J’ai choisi de faire mon volet création sous forme de nouvelle, car je voulais écrire une histoire courte avec un début, un milieu et une fin. Je voulais également axer mon projet sur un personnage en particulier, et non pas sur un groupe d’individus. De plus, la nouvelle offre une grande possibilité de style. Je ne voulais pas faire beaucoup de dialogues, mais inclure souvent des pensées intérieures. En mettant les pensées en italique, il est facile de les distinguer de la narration et cela ajoute une touche de naturel. Ces paroles s’incrustent un peu partout dans le récit, comme le font nos pensées au quotidien. De plus, je ne voulais pas que la nouvelle soit lourde et négative. Je voulais une histoire qui se lit bien et qui fait un  peu réfléchir. J’ai misé sur les phrases courtes, les mots seuls, sans élaborer sur les sentiments et les émotions. Le récit est un peu de surface, comme si on n’y était pas vraiment et c’est exactement comme cela que se sent Paul. Il est toutefois difficile de ne pas se sentir interpelé par la misère du vieil homme. En n’élaborant pas sur les sentiments et en laissant deviner la solitude de Paul, je crois qu’on se sent d’autant plus proche de ce dernier. Ainsi, c’est surtout la simplicité qui est touchante dans le récit.

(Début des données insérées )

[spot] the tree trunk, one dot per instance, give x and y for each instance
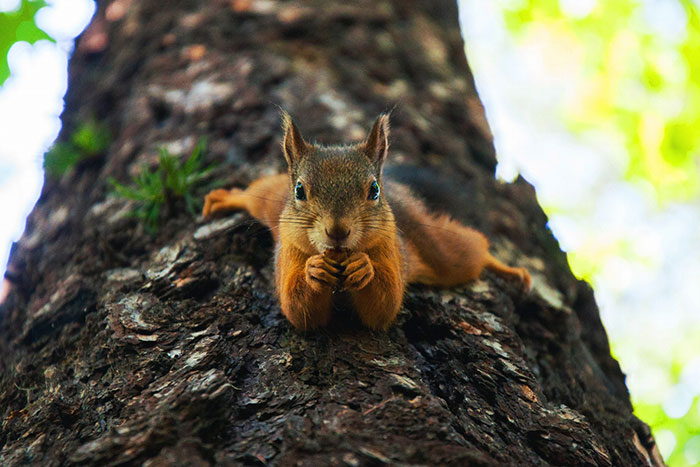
(119, 347)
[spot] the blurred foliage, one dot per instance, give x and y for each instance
(640, 77)
(171, 181)
(16, 26)
(90, 139)
(640, 69)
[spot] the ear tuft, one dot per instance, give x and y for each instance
(377, 143)
(293, 145)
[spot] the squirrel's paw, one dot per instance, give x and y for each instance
(320, 273)
(358, 271)
(220, 200)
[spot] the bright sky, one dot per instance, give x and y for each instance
(649, 298)
(654, 287)
(31, 101)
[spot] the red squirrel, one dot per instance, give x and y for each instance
(335, 231)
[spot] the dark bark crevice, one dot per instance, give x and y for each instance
(123, 348)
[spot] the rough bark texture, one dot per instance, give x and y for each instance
(119, 347)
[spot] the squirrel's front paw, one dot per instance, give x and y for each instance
(358, 271)
(321, 273)
(220, 200)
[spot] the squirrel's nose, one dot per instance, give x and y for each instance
(338, 233)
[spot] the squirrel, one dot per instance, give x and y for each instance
(337, 229)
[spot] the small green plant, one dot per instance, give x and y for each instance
(88, 140)
(171, 181)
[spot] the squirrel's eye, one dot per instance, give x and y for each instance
(373, 191)
(299, 192)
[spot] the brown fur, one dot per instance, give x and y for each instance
(374, 263)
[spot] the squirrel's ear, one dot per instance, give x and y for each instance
(377, 143)
(293, 144)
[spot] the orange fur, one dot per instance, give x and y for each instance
(392, 244)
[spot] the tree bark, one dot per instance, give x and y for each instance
(119, 347)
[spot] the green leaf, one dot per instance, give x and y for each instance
(18, 26)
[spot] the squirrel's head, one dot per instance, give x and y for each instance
(336, 197)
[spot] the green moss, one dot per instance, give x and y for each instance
(90, 139)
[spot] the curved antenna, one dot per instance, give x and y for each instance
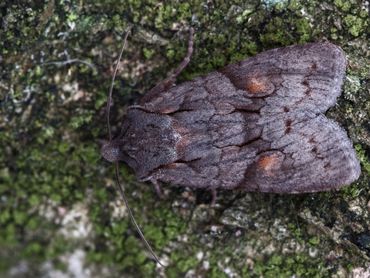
(120, 189)
(118, 183)
(109, 102)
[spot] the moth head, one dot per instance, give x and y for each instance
(110, 150)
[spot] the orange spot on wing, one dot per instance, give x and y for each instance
(256, 85)
(268, 163)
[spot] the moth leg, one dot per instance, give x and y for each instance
(214, 197)
(158, 189)
(171, 78)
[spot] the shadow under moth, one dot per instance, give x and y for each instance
(256, 125)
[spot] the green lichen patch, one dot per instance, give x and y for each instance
(57, 58)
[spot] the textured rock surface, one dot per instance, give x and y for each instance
(58, 202)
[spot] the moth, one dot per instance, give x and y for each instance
(256, 125)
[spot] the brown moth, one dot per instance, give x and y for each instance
(256, 125)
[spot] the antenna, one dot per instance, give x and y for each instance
(118, 183)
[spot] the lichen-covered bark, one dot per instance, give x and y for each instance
(58, 201)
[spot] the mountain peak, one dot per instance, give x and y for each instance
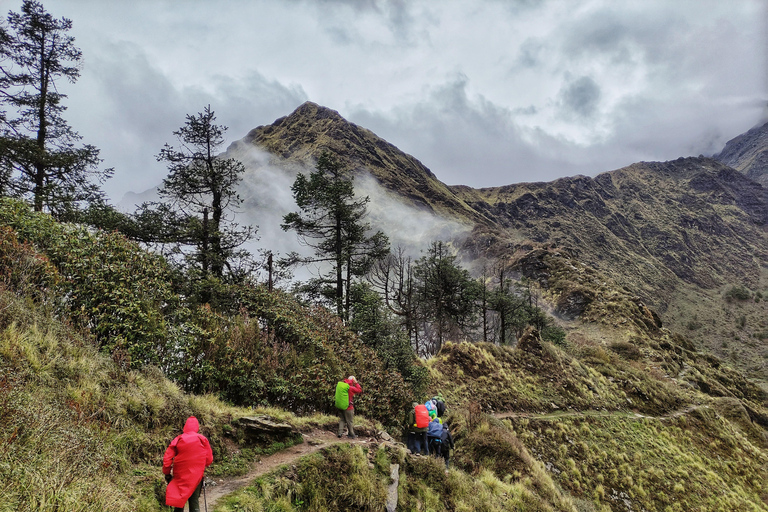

Comme je l’écrivais plus haut, ma création est très différente des deux œuvres que j’ai analysées. Le sujet y est traité en sens inverse et, voyant la multitude de changements auxquels la société est confrontée, il demeure d’actualité. La solitude dont sont victimes énormément de gens est également très présente de nos jours.  Les villes se remplissent de plus en plus, il y a des milliards de gens dans le monde, mais de mois en moins d’écoute entre ces derniers. Les jeunes autant que les vieillards se retrouvent désemparés devant une telle absence de compassion, d’écoute. C’est sans doute la caractéristique première de notre société; la solitude. Les gens sont aveugles, sourds, ils ignorent leur prochain.